Haarlem was voorafgaande de Tweede Wereldoorlog de belangrijkste filmstad van Nederland, met Filmfabriek Hollandia als paradepaardje.
door Ulrik van Tongeren
Haarlem Filmstad tekent op gedetailleerde wijze de geschiedenis van de Haarlemse bioscopen, films, filmmaatschappijen, filmmakers en sterren van het witte doek. Het boek zit tevens vol met vermakelijke anekdotes. Het mooist zijn de herinneringen aan de bioscopen en de portretten van kleurrijke Haarlemse filmmakers.

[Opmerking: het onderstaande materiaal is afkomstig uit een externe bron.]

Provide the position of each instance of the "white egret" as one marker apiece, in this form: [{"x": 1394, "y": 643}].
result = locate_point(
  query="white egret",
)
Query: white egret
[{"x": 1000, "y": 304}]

Journalist en programmamaker Harry Hosman heeft het boek grotendeels volgeschreven. Er zijn ook enkele memorabele bijdragen van anderen in verwerkt, zoals een selectie uit de in 1958 geschreven herinneringen van actrice Christine van Meeteren die van 1912-1915 een van de vaste krachten van Filmfabriek Hollandia was.
Reisbioscoop
Haarlem was voorafgaande de Tweede Wereldoorlog de belangrijkste filmstad van Nederland. Rond 1900 begon het rijke Haarlemse filmleven waarin de allereerste filmopnamen van straten, pleinen en gebouwen werden gemaakt. Op de kermis werden films vertoond in zogenoemde reisbioscopen. Vanaf 1908 ontstonden de vaste vestigingen.
Met Filmfabriek Hollandia (1912-1923) was de eerste filmindustrie in Nederland een feit. Maurits H. Binger had de droom een Hollywood aan het Spaarne te creëren. Dat lukte redelijk met zestig lange speelfilms, en dat in een periode van elf jaar. Annie Bos acteerde in bijna alle producties van Filmfabriek Hollandia waarmee zij de eerste grote Nederlandse filmster werd.
Binger was een gewiekst zakenman en zeker geen begenadigd filmmaker. Desondanks wist hij zijn simpele producties te slijten op de Amerikaanse en Engelse markt. Na het opdoeken van Binger’s imperium nam Filmfabriek Polygoon het stokje van de filmfabriek over. Het bedrijf bekwaamde zich in het maken van journaalfilms met binnenlands nieuws dat geleverd werd aan bioscopen.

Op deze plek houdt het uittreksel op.